La dette extérieure de la République démocratique du Congo s’élève à 12,9 milliards de dollars, dont près de 10,5 milliards de dollars d’arriérés (cela signifie que 80% de la dette du pays sont des échéances impayées). Près de 25% de cette dette est multilatérale (c’est-à-dire due à la Banque mondiale, au FMI et à la Banque interafricaine de développement), le reste étant dû aux créanciers bilatéraux du Club de Paris (le cartel des Etats créanciers) et au secteur privé.

En pratique, la République démocratique du Congo, dont les caisses sont quasiment vides, ne rembourse quasiment rien (environ 3% du service de la dette qu’elle devrait normalement payer). Les remboursements avaient été stoppés en 1993, mais depuis la mort de Laurent-Désiré Kabila et l’arrivée au pouvoir de son fils Joseph, le pays a repris les liens avec les institutions financières internationales et rembourse une partie de ses traites multilatérales. Le gouvernement a présenté un programme intérimaire renforcé et le budget 2002 prévoit une augmentation de 1139% du service de la dette extérieure.

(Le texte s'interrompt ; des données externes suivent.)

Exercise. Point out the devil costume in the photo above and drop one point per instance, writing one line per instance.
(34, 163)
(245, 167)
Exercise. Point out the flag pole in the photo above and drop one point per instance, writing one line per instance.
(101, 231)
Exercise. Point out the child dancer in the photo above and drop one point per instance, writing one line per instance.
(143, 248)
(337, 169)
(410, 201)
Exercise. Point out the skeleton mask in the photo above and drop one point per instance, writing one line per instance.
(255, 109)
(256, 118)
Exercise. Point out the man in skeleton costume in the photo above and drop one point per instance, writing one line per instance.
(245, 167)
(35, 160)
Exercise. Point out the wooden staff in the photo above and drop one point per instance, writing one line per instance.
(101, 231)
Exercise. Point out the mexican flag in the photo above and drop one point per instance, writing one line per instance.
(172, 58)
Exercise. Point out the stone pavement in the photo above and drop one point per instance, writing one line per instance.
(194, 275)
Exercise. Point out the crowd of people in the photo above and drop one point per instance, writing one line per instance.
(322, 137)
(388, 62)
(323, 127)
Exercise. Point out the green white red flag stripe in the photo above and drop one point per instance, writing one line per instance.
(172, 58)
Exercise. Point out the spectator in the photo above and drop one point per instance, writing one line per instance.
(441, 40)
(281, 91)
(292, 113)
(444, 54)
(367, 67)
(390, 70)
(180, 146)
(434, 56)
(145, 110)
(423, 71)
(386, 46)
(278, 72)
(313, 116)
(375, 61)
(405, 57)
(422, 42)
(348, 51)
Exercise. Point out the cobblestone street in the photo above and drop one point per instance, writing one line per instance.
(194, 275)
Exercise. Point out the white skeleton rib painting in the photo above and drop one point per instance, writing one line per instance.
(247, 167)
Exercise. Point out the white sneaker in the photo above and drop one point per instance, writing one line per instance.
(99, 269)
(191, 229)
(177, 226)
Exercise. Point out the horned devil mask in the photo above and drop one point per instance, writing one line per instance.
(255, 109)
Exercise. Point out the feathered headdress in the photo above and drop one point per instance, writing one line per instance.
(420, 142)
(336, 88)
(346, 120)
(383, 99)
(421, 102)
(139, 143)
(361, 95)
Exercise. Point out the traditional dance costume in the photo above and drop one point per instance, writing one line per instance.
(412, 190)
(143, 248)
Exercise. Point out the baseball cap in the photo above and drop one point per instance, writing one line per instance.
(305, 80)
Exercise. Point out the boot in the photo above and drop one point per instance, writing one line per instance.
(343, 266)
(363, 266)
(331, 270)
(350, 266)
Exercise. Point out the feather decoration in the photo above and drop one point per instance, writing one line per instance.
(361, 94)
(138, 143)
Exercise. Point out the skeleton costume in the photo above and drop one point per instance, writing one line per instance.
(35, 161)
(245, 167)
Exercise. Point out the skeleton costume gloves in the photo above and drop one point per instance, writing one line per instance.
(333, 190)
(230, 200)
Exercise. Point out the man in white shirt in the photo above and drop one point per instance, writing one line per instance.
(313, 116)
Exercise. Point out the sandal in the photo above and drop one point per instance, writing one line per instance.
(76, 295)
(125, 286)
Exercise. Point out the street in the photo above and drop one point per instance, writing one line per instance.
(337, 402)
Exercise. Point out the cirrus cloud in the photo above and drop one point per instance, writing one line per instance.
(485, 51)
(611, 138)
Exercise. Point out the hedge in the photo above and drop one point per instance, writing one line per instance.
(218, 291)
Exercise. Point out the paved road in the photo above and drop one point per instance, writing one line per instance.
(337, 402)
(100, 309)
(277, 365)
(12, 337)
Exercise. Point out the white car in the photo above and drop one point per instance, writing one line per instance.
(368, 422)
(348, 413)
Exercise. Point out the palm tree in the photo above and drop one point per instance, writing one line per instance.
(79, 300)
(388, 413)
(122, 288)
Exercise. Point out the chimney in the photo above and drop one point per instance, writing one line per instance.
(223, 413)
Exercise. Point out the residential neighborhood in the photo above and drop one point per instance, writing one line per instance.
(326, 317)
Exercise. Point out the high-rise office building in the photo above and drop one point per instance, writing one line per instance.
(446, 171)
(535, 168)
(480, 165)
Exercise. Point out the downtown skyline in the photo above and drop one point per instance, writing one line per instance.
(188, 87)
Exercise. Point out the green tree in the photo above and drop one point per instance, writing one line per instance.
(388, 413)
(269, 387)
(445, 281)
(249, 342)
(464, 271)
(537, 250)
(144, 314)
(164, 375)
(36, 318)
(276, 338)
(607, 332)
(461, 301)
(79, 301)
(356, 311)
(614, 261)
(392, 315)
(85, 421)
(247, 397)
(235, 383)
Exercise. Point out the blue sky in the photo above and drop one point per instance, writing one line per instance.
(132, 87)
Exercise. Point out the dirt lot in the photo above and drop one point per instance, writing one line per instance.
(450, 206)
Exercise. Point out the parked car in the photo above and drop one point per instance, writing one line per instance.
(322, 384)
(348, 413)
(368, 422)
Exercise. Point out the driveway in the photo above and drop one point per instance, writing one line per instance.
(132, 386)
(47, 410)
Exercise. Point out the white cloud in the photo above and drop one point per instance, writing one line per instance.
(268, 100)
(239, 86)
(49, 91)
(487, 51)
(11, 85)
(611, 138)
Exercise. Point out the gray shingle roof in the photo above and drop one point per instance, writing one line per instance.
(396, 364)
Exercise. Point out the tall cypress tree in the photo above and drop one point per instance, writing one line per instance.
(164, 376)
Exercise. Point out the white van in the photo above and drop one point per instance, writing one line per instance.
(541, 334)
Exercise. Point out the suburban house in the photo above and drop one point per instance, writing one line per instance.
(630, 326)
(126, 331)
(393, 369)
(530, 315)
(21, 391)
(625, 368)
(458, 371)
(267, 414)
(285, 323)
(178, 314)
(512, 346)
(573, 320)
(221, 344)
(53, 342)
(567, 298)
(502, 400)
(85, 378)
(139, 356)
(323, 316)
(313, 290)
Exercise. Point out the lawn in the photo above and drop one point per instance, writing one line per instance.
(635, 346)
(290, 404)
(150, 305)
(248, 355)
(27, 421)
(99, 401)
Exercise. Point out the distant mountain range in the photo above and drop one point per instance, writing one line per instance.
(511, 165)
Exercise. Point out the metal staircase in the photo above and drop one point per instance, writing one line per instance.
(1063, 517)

Quelle solution est apportée pour régler le problème de la dette congolaise ?

L’objectif défendu par les créanciers bilatéraux et multilatéraux est de régler le problème du remboursement des arriérés de la République démocratique du Congo envers le FMI et la Banque mondiale, afin de lui permettre d’entrer dans l’initiative PPTE et de reprendre le paiement de la dette.
Il s’agit de garantir les remboursements en « consolidant » la dette, c’est-à-dire en remplaçant les anciennes dettes par de nouvelles à des taux d’intérêt « concessionnels » de 0,5%.

Pourtant, selon le Droit international, en particulier la jurisprudence et la doctrine de la dette odieuse,
la dette extérieure de la RDC entièrement contractée par la dictature de Mobutu est aujourd’hui frappée de nullité.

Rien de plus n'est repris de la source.